The Eli Reynolds had gone around a point, but her smoke was still hanging in the air, and you could see her lights burning on the far side of the trees. Sour Billy stared off at the lights in silence.
“Why do you care so much if Abner escapes?” York asked quietly. “What has the captain ever done to cause you harm, Mister Tipton?”
“I don’t care for warts,” said Billy coldly, “and Julian wants him. I do like Julian wants.”
“Whatever would he do without you,” said Joshua York. Sour Billy didn’t care for the way he said it, but before he could protest York was going on. “He is using you, Billy. Without you, he would be nothing. You think for him, act for him, you protect him by day. You make him what he is.”

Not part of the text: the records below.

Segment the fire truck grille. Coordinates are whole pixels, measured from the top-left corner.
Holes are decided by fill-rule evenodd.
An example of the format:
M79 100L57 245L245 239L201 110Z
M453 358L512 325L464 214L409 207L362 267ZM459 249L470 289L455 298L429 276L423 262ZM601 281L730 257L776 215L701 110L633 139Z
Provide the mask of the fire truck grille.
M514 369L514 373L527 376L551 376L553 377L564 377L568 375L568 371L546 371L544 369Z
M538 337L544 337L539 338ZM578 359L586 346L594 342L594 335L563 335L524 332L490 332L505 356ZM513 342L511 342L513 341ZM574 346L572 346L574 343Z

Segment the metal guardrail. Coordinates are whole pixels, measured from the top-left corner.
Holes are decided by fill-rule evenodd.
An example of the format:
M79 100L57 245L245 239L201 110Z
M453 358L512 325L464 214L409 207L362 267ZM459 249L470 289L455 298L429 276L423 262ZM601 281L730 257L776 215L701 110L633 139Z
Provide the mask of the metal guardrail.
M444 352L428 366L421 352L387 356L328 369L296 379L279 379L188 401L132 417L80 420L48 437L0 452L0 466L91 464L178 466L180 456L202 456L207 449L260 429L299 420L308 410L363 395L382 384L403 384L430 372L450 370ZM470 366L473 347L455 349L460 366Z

“Yeah,” said Billy, proudly. He knew how important he was. He liked it just fine. It was even better on the steamer. He liked being a mate. The niggers he’d bought and the white trash he’d hired were all terrified of him, they called him “Mister Tipton” and rushed to do like he said, without him ever having to raise his voice or even stare at them. Some of the white rivermen had been unruly early on, till Sour Billy slit one open and stuffed him in a furnace with his belly hanging out. After that they got real respectful. The niggers were no trouble at all, except at landings, when Billy chained them up to the manacles he’d rigged on the main deck, so they couldn’t run off. It was better than being a plantation overseer. An overseer was white trash, everybody looked down on him. But on the river, a steamer’s mate was a man of substance, an officer, somebody you had to be polite to.
“The promise Julian has made you is a lie,” York was saying. “You will never be one of us, Billy. We are different races. Our anatomy is different, our flesh, our very blood. He cannot make you over, no matter what he says.”
“You must think I’m pretty damn stupid,” Billy said. “I don’t got to lissen to Julian. I heard the stories. I know how vampires can make other vampires. You were like me once, York, no matter what you say. Only you’re weak, and I ain’t. Are you afraid?” That was it, Billy thought. York wanted him to betray Julian so Julian wouldn’t make him over, because once he was one of them, he’d be stronger than York, maybe as strong as Julian. “I scare you, Josh, don’t I? You think you’re so damn fine, but you wait till Julian makes me over, and I make you come crawlin’ to me. Wonder what it tastes like, that blood of yours? Julian knows, don’t he?”
York said nothing, but Sour Billy knew he’d struck a sore spot. Damon Julian had tasted York’s blood a dozen times since that first night aboard the Fevre Dream. In fact, he had drunk of no one else. “Because you are so beautiful, dear Joshua,” he would say with a pale smile, as he handed York a glass to be filled. It seemed to amuse him to make York submit.
“He is laughing at you all the time,” York said after a time. “Every day and every night. He mocks you, he despises you. He thinks you are ugly and ludicrous, no matter how useful you may be. You are nothing but an animal to him, and he will cast you aside like so much trash if he finds a stronger beast to serve him. He will make sport of it, but by then you will be so corrupt and so rotten through that you will still believe, still grovel for him.”
“I ain’t no groveler,” Billy said. “Shut up! Julian ain’t lyin’!”
“Then ask him when he intends to make you over. Ask him how he will perform this miracle, how he will lighten your skin and make over your body and teach your eyes to see in darkness. Ask Julian if you think he is not lying. And listen, Mister Tipton. Listen to the mockery in his voice when he talks to you.”